# How to record Acoustic Guitar videos



## johnreelsound (Feb 3, 2008)

Hi there I have just posted part 2 of How to Record Acoustic Guitar http://www.recording-microphones.co.uk/recording-Acoustic-Guitars2.shtml
You can download the studio tracks for the complete song from video10. If you mix them and are proud of your efforts then email a stereo MP3 of your mix to us and I will post it on the site. Have fun

Johnr


----------



## suttree (Aug 17, 2007)

hey that's a good setup you've done there. nice work.


----------



## Graham (Jan 26, 2007)

That was fascinating.

Thanks


----------



## Kenmac (Jan 24, 2007)

Very interesting and informative John.

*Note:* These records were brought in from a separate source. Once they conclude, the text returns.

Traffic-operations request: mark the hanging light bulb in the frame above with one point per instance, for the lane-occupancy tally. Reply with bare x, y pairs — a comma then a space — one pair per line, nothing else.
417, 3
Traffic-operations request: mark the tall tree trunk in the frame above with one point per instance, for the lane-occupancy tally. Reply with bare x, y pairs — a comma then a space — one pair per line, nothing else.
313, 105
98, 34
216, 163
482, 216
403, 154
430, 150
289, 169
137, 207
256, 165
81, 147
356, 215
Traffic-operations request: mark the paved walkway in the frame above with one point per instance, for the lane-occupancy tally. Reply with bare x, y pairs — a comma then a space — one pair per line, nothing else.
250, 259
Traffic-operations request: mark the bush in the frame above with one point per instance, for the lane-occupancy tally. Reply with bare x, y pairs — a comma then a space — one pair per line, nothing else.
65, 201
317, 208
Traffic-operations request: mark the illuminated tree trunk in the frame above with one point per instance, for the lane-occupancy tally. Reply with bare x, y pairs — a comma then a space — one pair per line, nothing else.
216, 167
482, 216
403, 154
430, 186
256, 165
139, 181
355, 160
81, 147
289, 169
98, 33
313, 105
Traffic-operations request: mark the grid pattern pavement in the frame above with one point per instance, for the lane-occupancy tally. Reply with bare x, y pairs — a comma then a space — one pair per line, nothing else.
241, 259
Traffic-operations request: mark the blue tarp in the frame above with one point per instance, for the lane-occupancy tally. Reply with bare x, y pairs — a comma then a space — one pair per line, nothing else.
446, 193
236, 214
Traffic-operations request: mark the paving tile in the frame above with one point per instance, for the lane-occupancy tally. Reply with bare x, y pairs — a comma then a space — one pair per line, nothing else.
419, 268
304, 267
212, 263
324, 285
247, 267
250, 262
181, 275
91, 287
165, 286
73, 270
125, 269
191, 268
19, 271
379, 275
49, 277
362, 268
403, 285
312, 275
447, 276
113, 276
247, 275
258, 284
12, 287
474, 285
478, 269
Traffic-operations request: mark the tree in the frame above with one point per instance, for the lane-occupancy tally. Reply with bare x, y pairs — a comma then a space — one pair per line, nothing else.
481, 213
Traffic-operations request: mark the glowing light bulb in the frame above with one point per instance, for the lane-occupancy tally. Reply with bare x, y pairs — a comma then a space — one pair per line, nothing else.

The funny thing is just before I dropped by to check out the site I was reading an article about recording acoustic guitar in Computer Music magazine. One thing they strongly advised against is recording with built in pickups. I've tried out the pickup recording technique myself years ago and it was too "zingy" sounding. Not natural at all. Mics are definitely the way to go in a studio. Personally I think using built in pickups would be better in a live performance situation with other band members.


----------



## johnreelsound (Feb 3, 2008)

Thanks for the comments guys. I am working on a new post that we made with Graham on the same session recording a nylon strung with a bunch of different mics. Will post it when done.

John


----------